To be clear, I’m talking about technocracy as in policies are driven by those with the relevant skills (instead of popularity, skills in campaigning, etc.).
So no, I don’t necessarily want a mechanical engineer for president. I do want a team of economists to not tank the economy with tariffs, though.
And I do want a social scientist to have a hand in evaluating policy ideas by experts. A psychologist might have novel insights into how to improve educational policy, but the social scientist would help with the execution side so it doesn’t flop or go off the rails.
The more I look at successful organizations like J-PAL, which trains government personnel how to conduct randomized controlled trials on programs (among other things), the more it seems like we should at least have government officials who have some evidence base and sound reasoning for their policies. J-PAL is the reason why several governments scaled back pilots that didn’t work and instead allocated funds to scale programs that did work.
It may be described as that on paper, but in our reality what it seems to translate into is the tech CEOs making policy decisions, and all those that have actually been proposed are just regulation cuts that benefit their particularly company or industry and actively harm everyone else. So, yeah, thats bad.
Yeah, I agree that’s an issue. In a way, Americans are experiencing that live, today.
What about a variant of technocracy that accounts for conflicts of interest?
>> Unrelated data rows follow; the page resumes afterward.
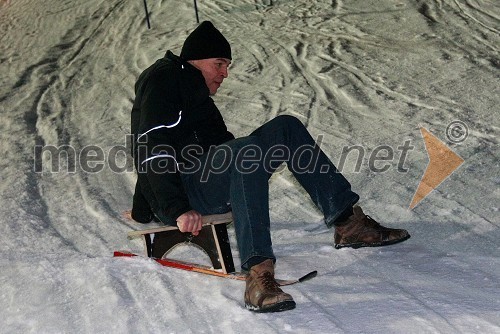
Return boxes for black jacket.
[130,51,234,224]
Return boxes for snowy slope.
[0,0,499,333]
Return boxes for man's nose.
[220,67,228,78]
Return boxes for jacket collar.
[165,50,200,72]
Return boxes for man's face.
[189,58,231,95]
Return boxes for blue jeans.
[181,115,359,270]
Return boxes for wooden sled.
[127,212,236,274]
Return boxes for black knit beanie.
[180,21,232,60]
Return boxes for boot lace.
[259,272,281,292]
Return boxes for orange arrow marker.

I dont believe in hierarchy, so you lose me there. Decentralized government with a centralized education system is probably a good combination abstractly speaking.
Valid. Why do you think education should be the exception to decentralization?
We’ve seen decentralized education and it tends to have problems with resourcing and economies of scale, and content policies get easily hijacked by loud people with personal vendettas.
Pretty much, a lot of decentralization can have this problem. But our current state speaks plainly against centralization and even ours was supposed to be separated to a degree.
That would be something like an AI technocracy where the AI owns itself and is considered as a living human being for all intents and purposes.
If the AI’s continued existence was predicated on them ruling fairly and maximizing happiness without causing any kind of like asimovian technocratic exterminations, then you might have a chance at something working like that.
The problem is the people who think they are smart enough to pull off such a specific combination of events to make something like that possible are not smart enough to pull it off and will kill us all if given the opportunity.
That would be the ideal, but even without AI, you can still have a society that is more technocratic-leaning than it is now. It’s not like technocracies were historically impossible before AI existed.
I agree about the problem you mentioned. I would not trust someone who is proposing their AI will magically fix all of society’s problems.